Basically I set $f(a)=f(b)$ for $a,b\in[0,\infty)$ and $a,b\neq 1$.

$\frac{a^2}{1-a}=\frac{b^2}{1-b}\rightarrow a^2(1-b)=b^2(1-a)\rightarrow a^2-b^2+b^2a-a^2b=0\rightarrow (a-b)(a+b)-ab(a-b)=0\rightarrow (a-b)(a+b-ab)=0$.

It is here that I am stuck. Basically I want to prove that either $(a-b)$ or $(a+b-ab)$ must be $0$ and if that was the case, $a=b$. However, I don't know how to prove that especially for $(a+b-ab)$.

• Don’t you mean the domain to be $[0,1\rangle$? Apr 25, 2014 at 1:52

Let's find out $x$ such that $f(x)=m$, ($m>0$).

$$\frac{x^2}{1-x}=m \Rightarrow x^2+mx-m=0 \Rightarrow$$ $$\Rightarrow x_1=\frac{-m-\sqrt{m^2+4m}}{2} \quad \mathrm{or} \quad x_2=\frac{-m+\sqrt{m^2+4m}}{2}$$ Note that $x_1$ is always negative and $x_2$ is in the domain, hence the function is injective for $m>0$.

If $m=0$, there is only a possibility $x=0$, and hence the function is injective for $m \ge 0$.

Suppose $f(a) = f(b)$. In order to show $f$ is injective, we must prove that $a = b$. Suppose, to reach a contradiction, that this is not the case.

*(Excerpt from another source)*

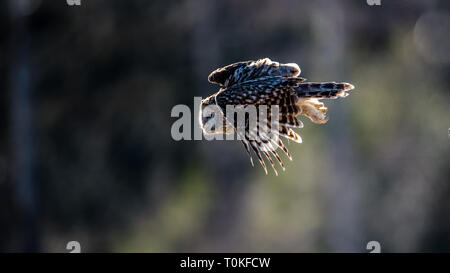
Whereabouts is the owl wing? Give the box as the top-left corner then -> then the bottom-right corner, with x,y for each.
208,58 -> 304,88
216,77 -> 306,175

Then, either $a > b$ or $b > a$. Assume first $a > b$, then $a^2 > b^2$ since $x^2$ is an increasing function. Furthermore, notice $a > b \implies -a < - b \implies 1 - a < 1 - b \implies \frac{1}{1-a} > \frac{1}{1-b}$. Hence

$$1 = \frac{f(a)}{f(b)} = \frac{\frac{a^2}{1-a}}{\frac{b^2}{1-b}} > \frac{\frac{b^2}{1-b}}{\frac{b^2}{1-b}} = 1 \implies 1 > 1$$

This is a contradiction, hence $a > b$ must be false. By the same argument, you should be able to show that $b > a$ is also false. Hence, $a = b$. In other words, $f$ must be injective.

Are you willing to use Calculus? The derivative is $$\frac{(1-x)\cdot2x+x^2}{(1-x)^2}=\frac{x(2-x)}{(1-x)^2}\,,$$ in which every factor is positive on the interior $\langle0,1\rangle$ of the domain. So the derivative is positive, the function is increasing, thus one-to-one within its domain. But since the function starts at $f(0)=0$ and clearly goes to $\infty$ as $x\to1$, continuity now implies that the range is all of $[0,\infty\rangle$.